According to the Journal of Neurology, Neurosurgery & Psychiatry, “Case studies as far back as 1835 have reported the onset of antisocial personality traits after frontal lobe injury. Such cases typically involve damage to the orbitofrontal cortex, which clinical observation has associated with ‘poor impulse control, explosive aggressive outbursts, inappropriate verbal lewdness, jocularity, and lack of interpersonal sensitivity.’”
This is intriguing but not surprising. We might expect that people who engage in antisocial behaviour would have different brains. The question is what we should do about it. The traditional answer is to label the more antisocial behaviour “crime” and subject its perpetrators to the criminal justice system.
But is this just? After all, no one chooses to have an abnormal brain. Whether the abnormality is the result of faulty genes, fetal alcohol syndrome, infant or child abuse, or head injury, the victim does not choose his or her fate. Is it just to punish someone for something over which they have no control?

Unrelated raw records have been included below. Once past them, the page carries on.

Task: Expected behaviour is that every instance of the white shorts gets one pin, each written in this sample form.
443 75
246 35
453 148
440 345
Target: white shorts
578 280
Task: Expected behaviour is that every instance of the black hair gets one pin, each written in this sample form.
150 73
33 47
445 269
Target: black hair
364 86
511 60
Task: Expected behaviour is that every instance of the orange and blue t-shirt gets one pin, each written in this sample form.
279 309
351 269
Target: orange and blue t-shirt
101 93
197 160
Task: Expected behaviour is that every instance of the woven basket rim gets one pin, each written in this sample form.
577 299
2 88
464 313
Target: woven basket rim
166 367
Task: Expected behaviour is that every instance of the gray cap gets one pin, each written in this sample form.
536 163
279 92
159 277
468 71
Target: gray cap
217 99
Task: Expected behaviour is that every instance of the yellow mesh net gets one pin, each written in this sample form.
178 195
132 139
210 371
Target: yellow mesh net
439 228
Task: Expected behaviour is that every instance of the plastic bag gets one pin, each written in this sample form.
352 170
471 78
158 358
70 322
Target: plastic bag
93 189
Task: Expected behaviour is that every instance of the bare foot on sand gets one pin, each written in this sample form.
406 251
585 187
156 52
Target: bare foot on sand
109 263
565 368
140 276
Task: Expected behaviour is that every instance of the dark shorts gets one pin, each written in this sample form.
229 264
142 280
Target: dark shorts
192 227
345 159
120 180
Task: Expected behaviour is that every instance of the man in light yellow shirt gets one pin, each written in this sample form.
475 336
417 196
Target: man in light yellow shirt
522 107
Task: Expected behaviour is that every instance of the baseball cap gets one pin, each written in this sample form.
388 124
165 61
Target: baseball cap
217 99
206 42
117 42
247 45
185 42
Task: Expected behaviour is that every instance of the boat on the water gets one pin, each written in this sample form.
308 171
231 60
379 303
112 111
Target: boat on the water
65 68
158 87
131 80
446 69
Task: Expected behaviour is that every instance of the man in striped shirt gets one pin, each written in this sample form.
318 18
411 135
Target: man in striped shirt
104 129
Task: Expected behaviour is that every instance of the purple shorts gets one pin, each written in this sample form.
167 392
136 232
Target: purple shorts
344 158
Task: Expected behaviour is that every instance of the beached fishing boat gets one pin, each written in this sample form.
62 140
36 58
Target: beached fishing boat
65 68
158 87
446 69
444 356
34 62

We must always, of course, protect the public. And for more serious crimes, that will mean incarceration, but perhaps it's time to start thinking about incarceration less as a punishment and more as a form of quarantine in the same way we sequester people with contagious diseases. People with impaired brains have, after all, already been punished.
Unfortunately, We do not yet know how to repair a damaged conscience. We are a long way from abandoning the criminal justice system. All we can offer at this time is early diagnosis and therapy—empathic approaches rather than punitive ones. Nonetheless, our knowledge is steadily increasing. We are already recognizing that we can prevent much crime by reducing the incidences of fetal alcohol syndrome and infant and child abuse—healthy pregnancies and healthy infancies produce healthy brains. Drug and psychological therapies, even electronic implants, hold promise that one day we will be able to repair a malfunctioning conscience, perhaps even cure a serial killer.
As we gain ever greater knowledge of the brain, aberrant behaviour may eventually be considered more a health problem than a crime problem, and crime considered more a symptom than a sin. The very idea of punishment may become obsolete.